Biometrics are basically useless, but they're useless in two separate
contexts.

Using them for access control is useless because of this:

> Last time I checked anyone can take my picture any time I am in public.

Lifting someone's fingerprints or face/iris scan is easy, and fooling an
automated scanner is not very expensive. Which makes it terrible access
control any time gaining access is worth more than e.g. $50.

> If anything the machines will be more accurate

That is definitively false.
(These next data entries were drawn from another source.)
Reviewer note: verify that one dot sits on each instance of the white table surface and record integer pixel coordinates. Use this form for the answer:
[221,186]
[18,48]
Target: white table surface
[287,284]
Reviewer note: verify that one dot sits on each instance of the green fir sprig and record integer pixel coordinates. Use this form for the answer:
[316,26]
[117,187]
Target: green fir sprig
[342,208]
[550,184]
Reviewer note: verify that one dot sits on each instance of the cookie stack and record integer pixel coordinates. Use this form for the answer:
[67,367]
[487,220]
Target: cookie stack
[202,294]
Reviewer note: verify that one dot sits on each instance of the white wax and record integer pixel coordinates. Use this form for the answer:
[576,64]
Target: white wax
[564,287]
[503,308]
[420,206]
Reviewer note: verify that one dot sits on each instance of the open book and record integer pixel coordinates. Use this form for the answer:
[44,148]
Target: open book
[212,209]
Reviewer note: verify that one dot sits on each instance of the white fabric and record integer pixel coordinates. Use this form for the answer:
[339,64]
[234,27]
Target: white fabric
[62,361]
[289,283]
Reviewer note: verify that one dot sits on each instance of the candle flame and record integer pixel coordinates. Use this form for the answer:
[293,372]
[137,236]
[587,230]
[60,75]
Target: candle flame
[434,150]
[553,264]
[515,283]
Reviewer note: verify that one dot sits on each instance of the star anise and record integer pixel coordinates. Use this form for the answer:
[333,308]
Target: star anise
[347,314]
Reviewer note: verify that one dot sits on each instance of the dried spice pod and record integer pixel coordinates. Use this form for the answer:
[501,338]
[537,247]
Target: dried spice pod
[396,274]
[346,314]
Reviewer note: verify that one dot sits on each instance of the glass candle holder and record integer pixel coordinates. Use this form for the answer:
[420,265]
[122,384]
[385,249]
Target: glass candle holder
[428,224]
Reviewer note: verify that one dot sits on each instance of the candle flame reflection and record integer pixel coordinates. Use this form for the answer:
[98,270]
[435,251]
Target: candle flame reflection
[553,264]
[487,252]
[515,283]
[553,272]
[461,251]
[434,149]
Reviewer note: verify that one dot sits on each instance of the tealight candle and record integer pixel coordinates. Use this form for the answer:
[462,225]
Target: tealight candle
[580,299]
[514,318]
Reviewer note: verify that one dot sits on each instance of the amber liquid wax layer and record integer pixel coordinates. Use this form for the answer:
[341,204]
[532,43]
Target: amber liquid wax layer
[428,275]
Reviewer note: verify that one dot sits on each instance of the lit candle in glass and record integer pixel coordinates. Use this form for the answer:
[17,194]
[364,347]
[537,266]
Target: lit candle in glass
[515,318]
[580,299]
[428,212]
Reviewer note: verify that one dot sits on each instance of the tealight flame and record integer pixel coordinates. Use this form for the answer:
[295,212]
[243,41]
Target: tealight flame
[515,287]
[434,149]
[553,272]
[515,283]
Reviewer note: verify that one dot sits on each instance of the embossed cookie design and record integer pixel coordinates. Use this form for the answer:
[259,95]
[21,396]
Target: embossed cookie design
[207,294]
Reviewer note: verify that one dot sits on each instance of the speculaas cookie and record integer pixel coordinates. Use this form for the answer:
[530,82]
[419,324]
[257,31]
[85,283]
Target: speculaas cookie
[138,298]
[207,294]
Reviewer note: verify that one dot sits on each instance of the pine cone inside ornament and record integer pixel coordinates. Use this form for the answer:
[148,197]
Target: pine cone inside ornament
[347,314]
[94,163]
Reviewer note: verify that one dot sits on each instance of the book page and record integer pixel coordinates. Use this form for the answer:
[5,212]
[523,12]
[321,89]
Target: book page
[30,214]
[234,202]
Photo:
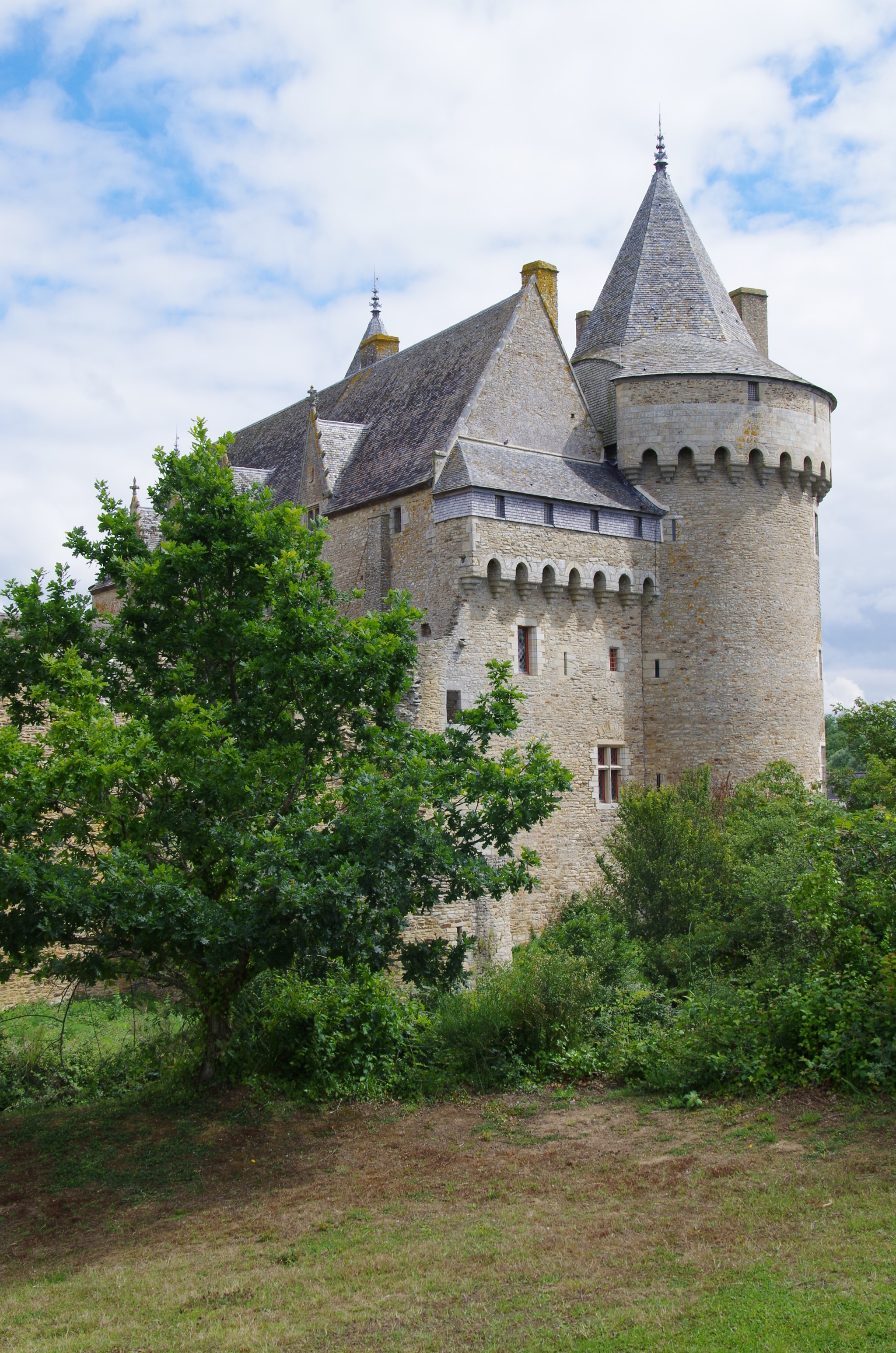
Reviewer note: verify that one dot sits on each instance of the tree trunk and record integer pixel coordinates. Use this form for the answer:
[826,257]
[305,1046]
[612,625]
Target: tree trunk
[217,1035]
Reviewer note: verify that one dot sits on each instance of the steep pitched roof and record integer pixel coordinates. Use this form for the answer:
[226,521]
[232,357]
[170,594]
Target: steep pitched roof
[476,465]
[409,403]
[664,308]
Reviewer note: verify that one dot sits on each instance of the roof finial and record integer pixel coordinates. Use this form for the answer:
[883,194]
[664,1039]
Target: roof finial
[660,155]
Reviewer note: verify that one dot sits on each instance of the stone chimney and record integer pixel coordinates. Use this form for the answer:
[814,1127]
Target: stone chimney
[546,282]
[753,308]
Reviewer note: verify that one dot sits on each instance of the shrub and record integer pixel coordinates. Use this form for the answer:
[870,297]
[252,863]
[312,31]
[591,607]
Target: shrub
[347,1037]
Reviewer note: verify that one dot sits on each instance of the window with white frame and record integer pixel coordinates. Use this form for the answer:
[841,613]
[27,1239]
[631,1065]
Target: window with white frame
[608,775]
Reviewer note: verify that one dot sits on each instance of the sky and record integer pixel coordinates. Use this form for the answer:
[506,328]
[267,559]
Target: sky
[194,200]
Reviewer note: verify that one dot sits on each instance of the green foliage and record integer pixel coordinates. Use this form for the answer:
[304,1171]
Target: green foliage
[346,1037]
[94,1049]
[434,965]
[863,770]
[221,782]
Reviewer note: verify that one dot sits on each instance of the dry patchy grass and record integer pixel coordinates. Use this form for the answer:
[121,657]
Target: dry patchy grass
[574,1220]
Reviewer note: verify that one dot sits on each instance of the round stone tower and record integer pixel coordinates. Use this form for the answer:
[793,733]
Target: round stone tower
[677,375]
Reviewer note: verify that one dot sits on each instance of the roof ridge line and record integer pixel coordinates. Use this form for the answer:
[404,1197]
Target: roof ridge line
[530,451]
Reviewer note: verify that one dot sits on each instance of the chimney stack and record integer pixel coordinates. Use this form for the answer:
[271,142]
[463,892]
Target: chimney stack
[753,306]
[546,282]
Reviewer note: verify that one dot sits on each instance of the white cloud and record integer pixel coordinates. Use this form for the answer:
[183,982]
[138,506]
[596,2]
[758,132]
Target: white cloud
[194,195]
[841,691]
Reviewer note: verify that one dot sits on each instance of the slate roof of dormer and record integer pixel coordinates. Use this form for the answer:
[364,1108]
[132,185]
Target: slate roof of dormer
[480,465]
[409,405]
[664,309]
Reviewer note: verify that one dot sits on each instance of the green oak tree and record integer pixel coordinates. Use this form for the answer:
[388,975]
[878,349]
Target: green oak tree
[217,780]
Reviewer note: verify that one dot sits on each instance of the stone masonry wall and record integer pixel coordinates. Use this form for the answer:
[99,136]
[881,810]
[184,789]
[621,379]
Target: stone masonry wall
[737,630]
[710,412]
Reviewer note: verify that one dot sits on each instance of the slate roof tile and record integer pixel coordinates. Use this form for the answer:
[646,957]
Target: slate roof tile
[409,403]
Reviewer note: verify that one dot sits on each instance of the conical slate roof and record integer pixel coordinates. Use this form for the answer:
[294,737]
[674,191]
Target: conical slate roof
[375,326]
[664,308]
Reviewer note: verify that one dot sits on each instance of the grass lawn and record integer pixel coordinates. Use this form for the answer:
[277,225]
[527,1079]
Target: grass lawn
[570,1220]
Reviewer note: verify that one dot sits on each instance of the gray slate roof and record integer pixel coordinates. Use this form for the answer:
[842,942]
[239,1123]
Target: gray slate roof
[409,403]
[477,465]
[666,306]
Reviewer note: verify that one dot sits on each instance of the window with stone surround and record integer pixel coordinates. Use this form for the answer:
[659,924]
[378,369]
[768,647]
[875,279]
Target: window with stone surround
[609,762]
[525,648]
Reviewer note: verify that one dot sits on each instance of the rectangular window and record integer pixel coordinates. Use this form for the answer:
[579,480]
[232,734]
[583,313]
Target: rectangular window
[608,764]
[524,648]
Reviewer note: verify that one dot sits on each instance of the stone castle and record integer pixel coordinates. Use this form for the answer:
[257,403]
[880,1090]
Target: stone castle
[634,527]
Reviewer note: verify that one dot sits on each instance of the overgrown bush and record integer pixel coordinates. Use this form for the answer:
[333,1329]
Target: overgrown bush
[103,1052]
[346,1037]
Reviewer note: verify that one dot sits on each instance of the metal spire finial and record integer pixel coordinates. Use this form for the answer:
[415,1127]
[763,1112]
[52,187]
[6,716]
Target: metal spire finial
[660,155]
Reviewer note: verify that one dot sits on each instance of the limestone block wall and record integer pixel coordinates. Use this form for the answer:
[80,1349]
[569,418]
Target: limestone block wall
[573,699]
[737,628]
[704,413]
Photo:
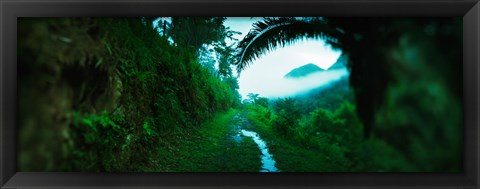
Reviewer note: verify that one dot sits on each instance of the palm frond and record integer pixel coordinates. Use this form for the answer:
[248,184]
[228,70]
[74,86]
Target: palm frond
[271,33]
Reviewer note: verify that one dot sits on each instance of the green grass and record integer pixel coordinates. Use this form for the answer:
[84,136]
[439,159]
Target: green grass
[211,149]
[289,156]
Face recognition is one of the things humans
evolved to do as a prerequisite to survival. We're really, really good at it.
The only reason anyone wants to use machines at all is that they're cheaper
and scale better. They are not more accurate. At best they may become as
accurate, but that is only a headache because it makes their false positives
undesirably convincing.

Which brings us to the second context in which biometrics are useless. Trying
to match random people off the street to people on some kind of watch list.
Because the false positive rate is a few percent, which is several orders of
magnitude higher than the ratio of people on the watch list to people in the
general population. So the vast majority of people the machine flags will be
innocent.

Worse, the people the machine thinks look like someone on the list, it
_always_ thinks that. So you implement something like this and it ruins the
lives of anyone who looks enough like someone on the list for the machines to
consistently flag them.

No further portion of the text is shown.